Lumière sur la mémoire malgache
Au-delà de la biographie, le récit éclaire les ressorts d’une identité forgée par les brassages austronésiens, africains et européens. Feki distille anecdotes sur les rituels royaux, les palabres dans les cours en bois et les processions vers l’avenue de l’Indépendance.
On y découvre la place centrale des ancêtres, honorés lors du famadihana, et l’importance symbolique de la poésie hainteny, miroir des amours autant que des débats politiques. Chaque page résonne comme une conversation autour d’un feu de camp sur les Hautes Terres.
L’écrivaine montre ainsi comment la monarchie a légué un sens aigu de la collectivité, visible aujourd’hui dans les associations de quartier, les tontines féminines et les rassemblements citoyens qui scandent la vie de la capitale malgache.
Femmes piliers de la Grande Île
Ranavalona III dialogue mentalement avec sa grand-mère, la redoutable Ranavalona I, héroïne du roman et de l’histoire. Ce contre-champ révèle une lignée de dirigeantes inébranlables dont l’aura continue d’inspirer les entrepreneuses du textile à Antsirabe.
Selon le père Pedro, cité dans l’ouvrage, « les femmes de Madagascar portent le pays sur leurs épaules ». Feki traduit cette résilience en scènes de marché, d’atelier de broderie et de caisse populaire, où la parole féminine structure la survie collective.
L’écho contemporain est saisissant: la figure d’une jeune manifestante, seule face aux forces de l’ordre pendant les troubles récents, circule déjà comme une icône nationale, prolongeant la métaphore de la « liberté guidant le peuple » sur un air malgache.
Kabary et conscience politique
Le livre consacre plusieurs pages au kabary, art oratoire codifié où la beauté du verbe vaut contrat social. Feki décrit ces joutes verbales comme des arènes populaires, rappelant que démocratie et éloquence se nourrissent mutuellement sur la Grande Île.
Sous la plume de la souveraine, le Premier ministre, époux institutionnel, incarne une séparation des pouvoirs avant l’heure. Ce rappel historique nuance l’idée d’un peuple fataliste: le pouvoir a toujours été négocié au micro d’un tambour ou d’une estrade.

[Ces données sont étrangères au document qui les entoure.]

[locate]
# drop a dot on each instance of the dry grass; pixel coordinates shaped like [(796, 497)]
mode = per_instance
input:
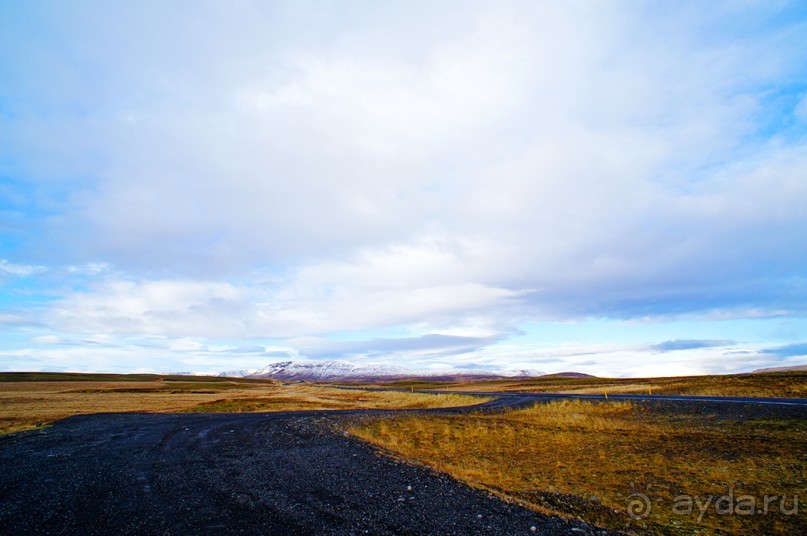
[(769, 385), (584, 459), (28, 404)]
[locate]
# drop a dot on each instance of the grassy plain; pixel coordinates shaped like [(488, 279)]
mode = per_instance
[(767, 385), (584, 459), (28, 400)]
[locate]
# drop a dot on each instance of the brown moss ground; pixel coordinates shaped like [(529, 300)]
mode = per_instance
[(768, 385), (585, 459), (28, 404)]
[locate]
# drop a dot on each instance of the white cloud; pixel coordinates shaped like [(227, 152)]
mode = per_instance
[(262, 170), (20, 270)]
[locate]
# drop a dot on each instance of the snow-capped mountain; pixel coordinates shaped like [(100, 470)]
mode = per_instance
[(238, 373), (341, 370)]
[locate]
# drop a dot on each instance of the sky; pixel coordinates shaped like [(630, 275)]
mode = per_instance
[(611, 187)]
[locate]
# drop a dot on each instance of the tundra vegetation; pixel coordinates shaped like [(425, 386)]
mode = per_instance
[(764, 385), (678, 472), (29, 400)]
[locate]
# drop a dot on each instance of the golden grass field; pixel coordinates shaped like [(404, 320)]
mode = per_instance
[(29, 401), (767, 385), (584, 459)]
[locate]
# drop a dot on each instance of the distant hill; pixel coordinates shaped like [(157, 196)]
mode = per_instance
[(568, 375), (345, 370), (796, 368)]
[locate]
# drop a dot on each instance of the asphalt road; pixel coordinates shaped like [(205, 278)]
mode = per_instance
[(268, 473)]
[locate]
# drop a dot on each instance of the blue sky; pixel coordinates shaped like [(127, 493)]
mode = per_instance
[(618, 188)]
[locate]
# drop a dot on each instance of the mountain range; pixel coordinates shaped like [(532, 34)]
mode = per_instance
[(344, 370)]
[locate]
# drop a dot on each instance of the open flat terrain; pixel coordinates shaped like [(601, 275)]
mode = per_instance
[(604, 461), (766, 385), (236, 473), (204, 455), (28, 400)]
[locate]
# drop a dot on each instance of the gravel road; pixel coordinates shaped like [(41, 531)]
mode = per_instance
[(266, 473), (270, 473)]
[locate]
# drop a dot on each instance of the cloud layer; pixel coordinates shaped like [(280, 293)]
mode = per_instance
[(287, 171)]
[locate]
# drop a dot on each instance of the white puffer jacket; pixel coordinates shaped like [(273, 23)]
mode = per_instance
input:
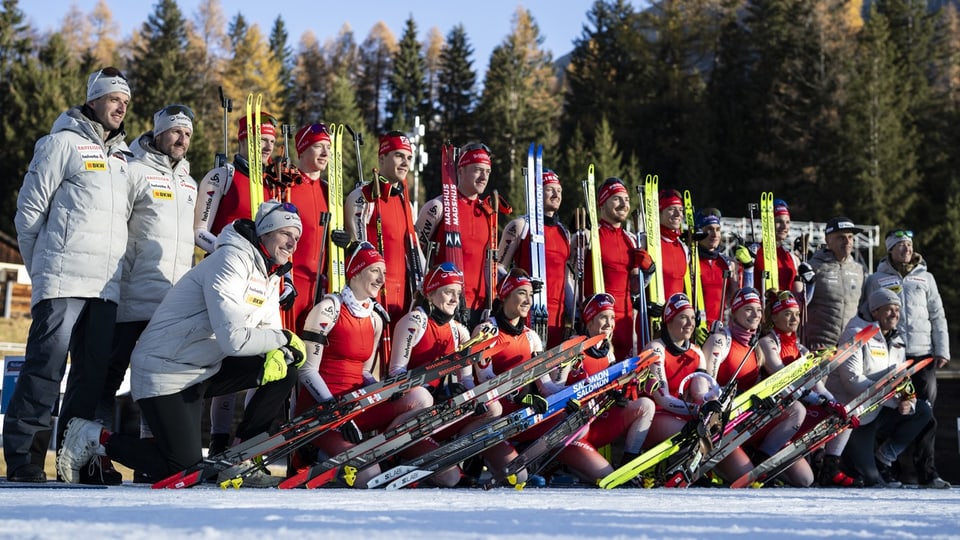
[(160, 243), (72, 211), (225, 306)]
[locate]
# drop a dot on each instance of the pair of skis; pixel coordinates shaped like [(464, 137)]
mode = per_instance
[(234, 461), (893, 384), (538, 264), (684, 457), (345, 466)]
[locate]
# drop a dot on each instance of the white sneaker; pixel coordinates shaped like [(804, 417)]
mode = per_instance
[(81, 442)]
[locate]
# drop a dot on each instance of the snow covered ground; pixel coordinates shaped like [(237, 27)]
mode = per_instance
[(138, 512)]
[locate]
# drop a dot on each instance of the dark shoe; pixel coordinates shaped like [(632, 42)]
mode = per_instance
[(100, 472), (27, 473)]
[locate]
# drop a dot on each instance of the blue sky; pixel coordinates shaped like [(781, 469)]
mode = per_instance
[(487, 22)]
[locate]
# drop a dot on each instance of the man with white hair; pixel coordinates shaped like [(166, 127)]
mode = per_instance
[(72, 230), (216, 332), (159, 248)]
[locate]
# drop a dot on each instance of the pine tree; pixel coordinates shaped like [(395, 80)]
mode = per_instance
[(519, 104), (160, 72), (407, 83)]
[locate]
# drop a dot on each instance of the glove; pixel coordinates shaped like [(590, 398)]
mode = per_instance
[(710, 407), (351, 433), (745, 255), (289, 293), (806, 273), (642, 260), (295, 349), (537, 402), (340, 238), (274, 366)]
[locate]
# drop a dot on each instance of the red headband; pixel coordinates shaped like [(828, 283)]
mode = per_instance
[(512, 283), (477, 155), (597, 304), (677, 303), (669, 198), (365, 256), (389, 143), (440, 276), (550, 177), (744, 297), (266, 128), (308, 135), (781, 305), (609, 190)]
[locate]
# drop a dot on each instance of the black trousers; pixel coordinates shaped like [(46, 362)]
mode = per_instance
[(175, 419)]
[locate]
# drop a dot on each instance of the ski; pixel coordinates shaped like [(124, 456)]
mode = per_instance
[(495, 431), (768, 237), (682, 458), (538, 270), (345, 465), (321, 418), (590, 200), (832, 425), (337, 265)]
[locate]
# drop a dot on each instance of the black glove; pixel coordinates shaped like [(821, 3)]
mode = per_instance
[(340, 238), (289, 293), (351, 433), (806, 273), (710, 407), (535, 401)]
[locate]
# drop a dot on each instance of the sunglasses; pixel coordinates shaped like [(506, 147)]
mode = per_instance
[(287, 207), (175, 109)]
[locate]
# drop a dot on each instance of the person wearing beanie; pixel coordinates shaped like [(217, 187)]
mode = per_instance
[(224, 193), (717, 271), (834, 283), (476, 218), (514, 250), (674, 255), (342, 333), (159, 248), (923, 327), (430, 331), (788, 276), (629, 419), (216, 332), (71, 223), (387, 222), (680, 369), (900, 420), (734, 353), (621, 261)]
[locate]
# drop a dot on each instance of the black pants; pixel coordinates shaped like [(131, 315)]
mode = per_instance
[(925, 382), (175, 419), (82, 327)]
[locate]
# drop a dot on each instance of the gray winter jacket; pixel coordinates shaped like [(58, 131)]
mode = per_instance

L’illustration la plus récente surgit sur les réseaux sociaux où la génération Z malgache investit TikTok pour improviser des kabary numériques, mêlant rap et aphorismes royaux afin de commenter les programmes économiques et les prix du riz.
Convoitises géopolitiques persistantes
Dans la reconstitution, la reine constate la rivalité franco-britannique autour des épices, du graphite et des ports naturels. L’autrice prolonge ce fil en évoquant aujourd’hui l’intérêt croissant de l’Inde et de la Chine pour le lithium et le cobalt malgaches.
Cette permanence des appétits rappelle que « les hommes passent, les enjeux demeurent ». Feki suggère qu’une souveraineté authentique suppose d’abord de protéger sols et forêts, thèmes qui fédèrent désormais ONG locales, chefs de village et start-up vertes.
Jeunesse connectée et héritages
Le roman jette des ponts entre l’exil de 1900 et l’ère numérique. Les notes de bas de page fictives renvoient souvent à des vidéos virales d’étudiants malgaches basés à Paris, confirmant que la diaspora reste le prolongement nerveux de l’île rouge.
En filigrane, Feki rappelle que l’« insularité planétaire » commence par la maîtrise des canaux digitaux et du storytelling, compétences que les créatives africaines, de Lagos à Pointe-Noire, s’approprient pour défendre leurs récits et leurs marchés.
Sagesse pour demain
À la fin du livre, Ranavalona prévient: « Jamais ne méprisez la grandeur d’une nation ». Cette sentence, placée en exergue, résonne comme un conseil adressé aux gouvernants d’aujourd’hui, quelles que soient les latitudes ou les régimes.
Le roman d’Hella Feki, luxuriant et incisif, se lit alors comme une invitation à repenser les modèles de gouvernance africains, à partir de l’histoire mais sans nostalgie, avec le regard lucide et poétique d’une reine qui rêvait simplement de retrouver sa terre.